On the day of the fire, John Warde and his wife Elizabeth had buried their daughter Clement. And the following day they buried their son James.
It’s just possible that the children were casualties of the fire, but it seems unlikely that funerals would have been arranged quite so quickly in the aftermath of the disaster.
How old were Clement and James? The earliest entries in the baptisms register date from 1653 and their names don’t appear there, so they must at least have been older than four. Was it accident or illness that killed them? Why were they not buried on the same day? So many questions and no answers. But the loss of both children and their house and belongings all within a few days must have left John and Elizabeth reeling.

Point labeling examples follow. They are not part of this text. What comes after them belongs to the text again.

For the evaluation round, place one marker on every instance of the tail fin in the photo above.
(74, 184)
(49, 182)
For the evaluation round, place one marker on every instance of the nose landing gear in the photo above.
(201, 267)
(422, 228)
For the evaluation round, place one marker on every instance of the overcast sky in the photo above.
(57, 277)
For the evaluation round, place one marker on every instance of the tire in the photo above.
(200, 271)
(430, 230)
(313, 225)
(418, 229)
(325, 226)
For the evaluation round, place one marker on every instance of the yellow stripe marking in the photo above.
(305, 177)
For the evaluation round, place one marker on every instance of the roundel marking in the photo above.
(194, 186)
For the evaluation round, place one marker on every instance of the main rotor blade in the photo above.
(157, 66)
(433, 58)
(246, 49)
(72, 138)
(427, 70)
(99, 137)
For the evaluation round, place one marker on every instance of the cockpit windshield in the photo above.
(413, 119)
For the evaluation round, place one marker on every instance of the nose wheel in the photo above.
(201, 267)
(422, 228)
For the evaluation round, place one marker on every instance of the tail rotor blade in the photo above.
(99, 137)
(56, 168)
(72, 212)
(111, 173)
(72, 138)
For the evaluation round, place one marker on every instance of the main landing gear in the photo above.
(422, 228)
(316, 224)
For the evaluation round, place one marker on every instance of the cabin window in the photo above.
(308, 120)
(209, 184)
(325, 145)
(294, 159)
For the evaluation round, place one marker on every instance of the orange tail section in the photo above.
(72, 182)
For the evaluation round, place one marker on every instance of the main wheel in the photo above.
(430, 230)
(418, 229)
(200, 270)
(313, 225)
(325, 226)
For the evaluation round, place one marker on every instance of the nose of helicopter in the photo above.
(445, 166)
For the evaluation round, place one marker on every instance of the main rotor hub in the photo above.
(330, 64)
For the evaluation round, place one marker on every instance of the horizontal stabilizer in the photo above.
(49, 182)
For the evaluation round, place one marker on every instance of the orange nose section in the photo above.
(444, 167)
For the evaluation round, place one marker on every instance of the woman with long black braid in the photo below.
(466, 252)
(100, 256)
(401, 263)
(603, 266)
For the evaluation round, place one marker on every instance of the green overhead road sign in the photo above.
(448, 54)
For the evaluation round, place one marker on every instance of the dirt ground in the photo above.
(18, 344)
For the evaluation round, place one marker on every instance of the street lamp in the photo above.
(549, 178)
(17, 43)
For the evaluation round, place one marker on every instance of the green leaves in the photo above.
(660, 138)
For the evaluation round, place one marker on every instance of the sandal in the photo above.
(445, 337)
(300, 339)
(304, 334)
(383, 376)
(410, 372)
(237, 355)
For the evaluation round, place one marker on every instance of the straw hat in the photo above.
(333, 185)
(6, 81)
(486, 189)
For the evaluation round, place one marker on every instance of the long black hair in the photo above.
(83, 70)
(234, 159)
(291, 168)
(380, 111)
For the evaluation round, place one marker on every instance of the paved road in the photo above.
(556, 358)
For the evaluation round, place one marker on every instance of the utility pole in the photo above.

We know very little about the couple except that John was a small farmer. Records of various property transactions in the years running up to the fire show him selling a number of parcels of land in West Haddon. Around 1631 he had joined with his father Thomas in the sale of about 10 acres to Robert Miller for £23. Then in the 1640s he sold about 15 acres to Edward Clarke – but we don’t know how much money changed hands there – the purchase was simply mentioned in Edward’s will in 1649.
In 1650 John sold a house with a little yard and one bay of his barn to his neighbour Mark Bonner, for £17. And the following year he sold a close of pasture with Sandy Lane to the East and Nathaniel Brabson’s close to the south. (Subsequent deeds in the bundle suggest that the pasture was behind the houses on the corner of Northampton Road – aka Sandy Lane – and High St.) He sold it, presumably for grazing, to Samuel Newman the butcher, for £24. The following year Samuel Newman sold the same close to Thomas Kirtland, for £28. There must be another story there…
There is no evidence to suggest that John and Elizabeth were still living in the village in the years following the fire. Did they move away to make a fresh start and try, at least, to put the terrible memories of 1657 behind them?